Event: The Attrium Project
4 July - 25 July 2008
Event: The Attrium Project
What do you think of these words of Bergson's: "What is the point of time? Time is what prevents everything from being present all at once. It delays or rather it is delay"? Asked Pierre Sterckx to Paul Virilio. Virilio replied - that space is what prevents everything from being together, all piled up. That might be a truism, but that's what's good about it.
p.26 "Paul Virilio: Landscape seen at speed" Interview with Paul Virilio by Pierre Streckx. Translated by PC. Penwarden. Art Press number 216, Paris, October 1996 pp.19-26.
Both time and space are active not static in these quotes. They have the quality of verbs not nouns. They are processes not things. The intention of the Event: The Attrium Project has a similar purpose to be an ongoing process, a means not an end. Event: The Attrium Project is a collaborative cross disciplinary research project between the School of Art RMIT and the School of Art & Design AUT, New Zealand. The participating artists and academics from RMIT are Martine Corompt, Greg Creek, Sally Mannall and David Thomas, and from AUT are Ron Left, Nova Paul, Monique Redmond and Jonty Valentine. Event: The Attrium Project explores the themes of time and the event through video, painting, installation, photography, site-specific works and artist book form.
The event can be conceived as an encounter preceding thought that gives rise to new knowledge and experience.
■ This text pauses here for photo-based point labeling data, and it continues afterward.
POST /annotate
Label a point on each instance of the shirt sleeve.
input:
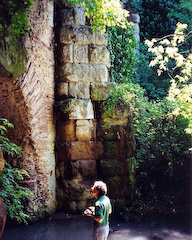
(99, 211)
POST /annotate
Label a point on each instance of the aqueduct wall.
(65, 150)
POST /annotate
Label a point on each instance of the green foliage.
(182, 12)
(155, 21)
(127, 92)
(14, 17)
(13, 194)
(155, 87)
(102, 13)
(162, 146)
(6, 145)
(122, 44)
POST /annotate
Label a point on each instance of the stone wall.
(90, 144)
(27, 102)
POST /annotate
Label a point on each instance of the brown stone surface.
(99, 55)
(77, 109)
(86, 130)
(3, 216)
(79, 90)
(84, 169)
(66, 130)
(73, 16)
(83, 73)
(27, 102)
(1, 160)
(80, 54)
(69, 151)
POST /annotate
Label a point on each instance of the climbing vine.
(14, 16)
(13, 194)
(103, 13)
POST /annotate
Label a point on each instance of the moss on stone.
(13, 56)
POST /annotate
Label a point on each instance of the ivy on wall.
(14, 16)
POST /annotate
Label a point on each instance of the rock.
(1, 161)
(3, 216)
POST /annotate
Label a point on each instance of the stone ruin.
(57, 108)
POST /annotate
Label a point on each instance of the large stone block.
(80, 53)
(112, 133)
(73, 16)
(67, 53)
(83, 73)
(69, 151)
(112, 167)
(62, 89)
(77, 109)
(84, 169)
(82, 35)
(79, 90)
(115, 150)
(100, 91)
(76, 34)
(99, 55)
(77, 189)
(1, 160)
(66, 130)
(3, 216)
(86, 130)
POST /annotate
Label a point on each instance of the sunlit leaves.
(103, 13)
(180, 92)
(13, 194)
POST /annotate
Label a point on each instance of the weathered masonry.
(68, 146)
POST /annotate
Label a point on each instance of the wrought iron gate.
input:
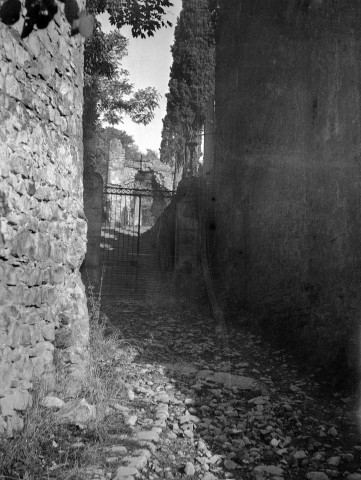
(128, 252)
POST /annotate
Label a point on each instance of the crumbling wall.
(42, 230)
(287, 168)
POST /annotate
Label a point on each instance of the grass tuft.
(45, 449)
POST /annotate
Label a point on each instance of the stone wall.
(42, 230)
(287, 168)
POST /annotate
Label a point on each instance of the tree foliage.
(108, 92)
(191, 82)
(144, 16)
(39, 13)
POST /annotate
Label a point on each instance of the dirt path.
(240, 410)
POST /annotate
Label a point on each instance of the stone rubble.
(184, 423)
(210, 414)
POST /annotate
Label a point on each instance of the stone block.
(7, 405)
(49, 332)
(21, 399)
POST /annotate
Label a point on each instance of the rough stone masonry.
(43, 229)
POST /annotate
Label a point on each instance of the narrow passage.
(239, 411)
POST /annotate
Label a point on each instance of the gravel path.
(244, 410)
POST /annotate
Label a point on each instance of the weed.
(46, 449)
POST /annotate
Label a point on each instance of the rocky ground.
(205, 409)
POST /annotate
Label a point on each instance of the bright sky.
(148, 62)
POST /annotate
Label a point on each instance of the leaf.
(28, 27)
(86, 24)
(71, 11)
(10, 12)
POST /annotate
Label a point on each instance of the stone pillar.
(93, 209)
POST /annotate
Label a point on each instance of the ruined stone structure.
(287, 168)
(43, 230)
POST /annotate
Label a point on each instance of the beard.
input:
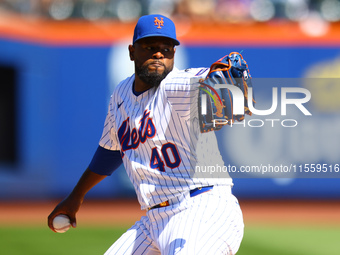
(151, 78)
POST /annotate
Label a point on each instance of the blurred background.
(60, 60)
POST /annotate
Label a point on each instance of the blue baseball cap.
(155, 25)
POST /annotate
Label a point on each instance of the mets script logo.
(159, 22)
(131, 139)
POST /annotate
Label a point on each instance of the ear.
(131, 52)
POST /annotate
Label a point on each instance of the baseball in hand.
(61, 223)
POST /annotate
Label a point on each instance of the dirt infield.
(126, 212)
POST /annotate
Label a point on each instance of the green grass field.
(269, 240)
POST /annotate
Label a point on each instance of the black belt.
(193, 192)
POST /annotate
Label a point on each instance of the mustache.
(157, 62)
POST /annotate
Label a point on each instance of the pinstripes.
(210, 223)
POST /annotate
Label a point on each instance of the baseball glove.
(215, 101)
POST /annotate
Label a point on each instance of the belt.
(193, 193)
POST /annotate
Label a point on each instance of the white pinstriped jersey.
(158, 138)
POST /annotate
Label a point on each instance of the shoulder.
(184, 77)
(124, 84)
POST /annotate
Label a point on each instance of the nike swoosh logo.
(120, 104)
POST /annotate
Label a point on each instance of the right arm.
(71, 204)
(103, 164)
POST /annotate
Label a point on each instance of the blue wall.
(63, 94)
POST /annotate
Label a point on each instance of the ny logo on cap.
(158, 22)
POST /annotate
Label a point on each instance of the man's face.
(154, 59)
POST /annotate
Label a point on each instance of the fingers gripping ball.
(61, 223)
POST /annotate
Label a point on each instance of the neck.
(140, 86)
Things are different after an event. There is recognition through the experience that something has changed or our perception of something has changed. The event in this regard can be thought of as the moment of recognition, or the point of change in our understanding of something. Our experience of being alive is one where we are part of a continuum of experiencing, made up of many events and recognitions over time. Framed within an art context the event is encompassed in a work of art not only as representation but also an event of making and the act of reception. This gives rise to a multiplicity of times operating within the art works.
There is the time of the actual making, the cultural and physical times that inform the context of work and the duration involved in moments of recognition by the viewer. The complexity of times within the works becomes an extended series of events, a series of recognitions that pulse between the inside and the outside the actual and the virtual to use a Bergsonian metaphor. This pulsing generates a constant sense of the deferral of knowledge, into one of experience of becoming. Fixed readings dissolve to become a series of relational references.
All of the works in this exhibition have an embedded slippage that defers meaning into a broad ongoing range of possibilities. This procedure in some way reveals a common heritage to what constitutes a diverse body of works, a heritage located in the deconstructionist tendencies of late 20th century art practice where the deferral of meaning and the principle of the audience completing the work became key strategies of practice. This practice was the forerunner of much contemporary art that deals with relational practice, with complexity and multiplicity.
The Attrium Project, through its different forms, as book, seminar presentation or exhibition of artworks asks us to consider what constitutes time, event, experience and representation. It is a project where questions around what constitutes knowledge and research and the nature of formal and informal collaboration are proposed. The exhibition and attendant events act as an umbrella that enables researchers to propose and manifest ideas for discussion in a tangible form. This process has ramifications for the future not only for the creation of artworks but upon our thinking about teaching and research in university art schools. It is a multi-layered project that embraces a critical self-reflexivity at its core.
If the event is considered as the moment of disjunction or as a moment of rupture in our experience that precedes thought, then this exhibition and its attendant activities are the moments of consciousness of these disjunctures. It is in these moments and spaces where one becomes aware of the artworks' ability to generate meaning, enabling the experience of being to be consciously reflected upon, and of learning something new.
Transcribed and edited from a conversation between Sally Mannall and David Thomas about Event: The Attrium Project.